PF#55: Inflation and Interest Rates

For my weekly assignment, I was asked to talk about a government regulation that affects interest rates. Inflation is not really a “regulation” but it is something that the government does that affects interest rates; hence I have elected to write about it here.

Inflation is essentially the addition of new money into an already-existing currency, like the printing of new money, or when gold is turned into new coins. Inflation occurs over long periods of time, but (at least right now) is steadily happening, and shows no sign of stopping. Inflation is the devaluation of the dollar. New money, when printed, wasn’t worked for. It is just added into circulation. Here is an example which is much easier to understand: If there are one hundred coins of the exact same value on the entire planet, then each of those coins is going to be worth more than if there were one-thousand of those same coins. When new money is printed, money becomes less rare, and therefore, less valuable. What is the result of this? It costs more money to purchase the same amount of goods. If we were to time travel back in time to 1950 with a modern dollar, we would be able to buy about $12.50 worth of goods because of inflation.

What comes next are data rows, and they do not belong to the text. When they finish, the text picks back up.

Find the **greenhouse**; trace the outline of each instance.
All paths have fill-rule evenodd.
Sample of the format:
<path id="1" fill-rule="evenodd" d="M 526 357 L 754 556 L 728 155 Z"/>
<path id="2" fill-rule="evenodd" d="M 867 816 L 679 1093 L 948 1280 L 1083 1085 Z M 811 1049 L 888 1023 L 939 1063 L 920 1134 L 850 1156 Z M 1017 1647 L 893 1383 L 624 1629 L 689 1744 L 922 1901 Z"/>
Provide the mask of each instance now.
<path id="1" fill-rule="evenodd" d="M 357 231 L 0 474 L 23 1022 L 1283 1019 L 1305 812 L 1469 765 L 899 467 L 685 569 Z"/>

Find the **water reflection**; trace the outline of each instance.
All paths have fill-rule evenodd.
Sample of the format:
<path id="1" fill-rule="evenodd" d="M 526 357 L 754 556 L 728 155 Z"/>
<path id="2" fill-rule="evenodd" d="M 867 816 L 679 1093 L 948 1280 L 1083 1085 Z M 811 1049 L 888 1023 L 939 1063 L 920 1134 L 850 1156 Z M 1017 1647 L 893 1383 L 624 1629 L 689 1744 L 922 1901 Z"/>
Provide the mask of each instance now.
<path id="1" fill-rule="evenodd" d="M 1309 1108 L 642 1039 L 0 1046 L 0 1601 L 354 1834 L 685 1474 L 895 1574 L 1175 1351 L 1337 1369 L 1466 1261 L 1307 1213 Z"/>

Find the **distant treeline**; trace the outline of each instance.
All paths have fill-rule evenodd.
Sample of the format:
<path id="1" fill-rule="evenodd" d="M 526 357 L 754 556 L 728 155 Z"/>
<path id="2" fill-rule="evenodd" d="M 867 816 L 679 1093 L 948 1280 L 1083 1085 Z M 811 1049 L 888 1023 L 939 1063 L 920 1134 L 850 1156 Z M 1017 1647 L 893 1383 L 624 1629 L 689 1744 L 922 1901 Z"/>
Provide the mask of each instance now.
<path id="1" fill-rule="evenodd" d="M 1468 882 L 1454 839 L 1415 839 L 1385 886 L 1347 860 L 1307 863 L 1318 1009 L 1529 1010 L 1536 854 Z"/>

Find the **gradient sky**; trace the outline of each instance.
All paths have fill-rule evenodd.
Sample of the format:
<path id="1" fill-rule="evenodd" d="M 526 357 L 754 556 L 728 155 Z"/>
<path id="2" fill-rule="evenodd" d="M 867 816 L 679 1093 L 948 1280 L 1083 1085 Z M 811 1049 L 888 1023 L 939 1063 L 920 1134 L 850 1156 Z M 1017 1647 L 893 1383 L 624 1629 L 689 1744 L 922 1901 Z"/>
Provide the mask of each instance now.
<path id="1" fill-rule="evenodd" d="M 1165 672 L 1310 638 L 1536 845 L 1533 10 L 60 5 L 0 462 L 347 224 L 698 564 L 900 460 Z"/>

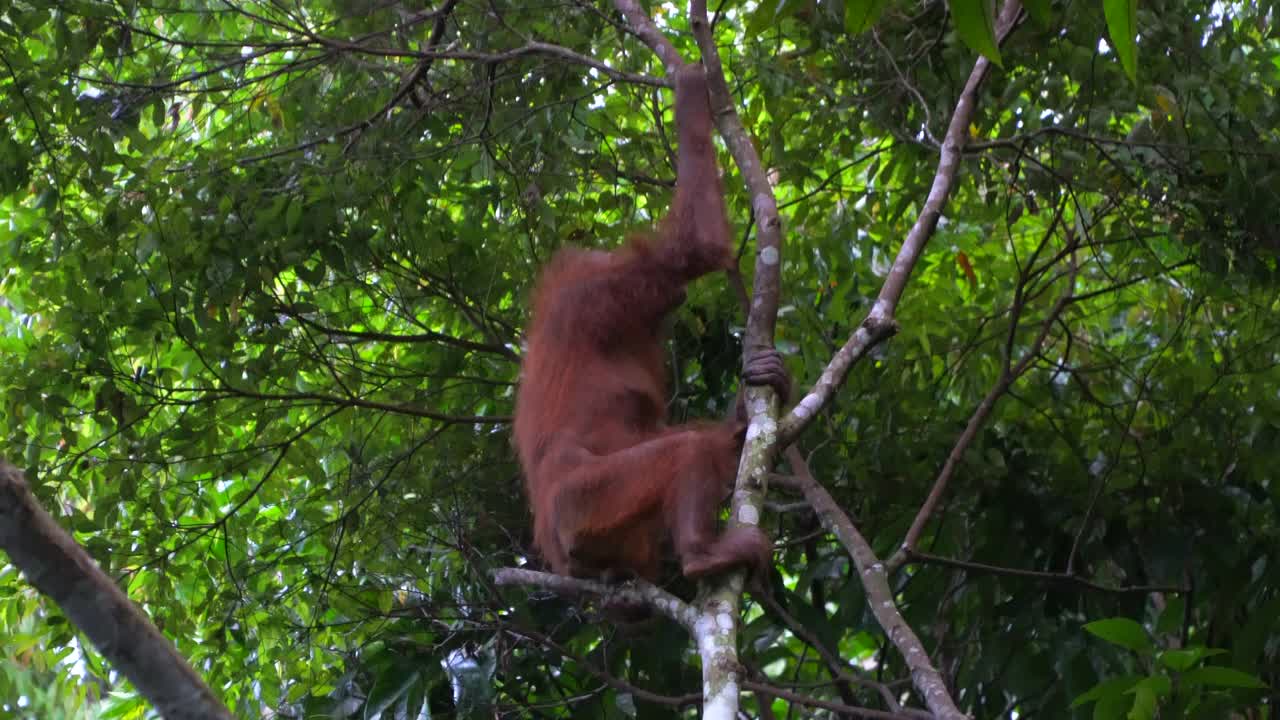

Now that we understand what inflation is, I can tell you about how it affects interest rates. Inflation means that your money looses value over time. If someone put $12.50 in a time capsule in 1950 and someone in 2023 dug it up, that money would have lost a lot of purchasing power, and so essentially that person lost money. It works the same way with loans. If a bank lends someone $30,000 today, and the term is 30 years, that $30,000 will have less purchasing power than if they used it today. This means that banks lose money. The way that they fix this problem is by increasing the interest rate so that it keeps up with inflation. They will end up with more money than they started with at the end of the loan’s term, and, if the rate was high enough, they actually gained money instead of losing it.

That pretty much sums up how inflation affects interest rates. It means that in order to keep banks from losing money, they have to charge more interest on the loan. That is one way that the government affects interest rates.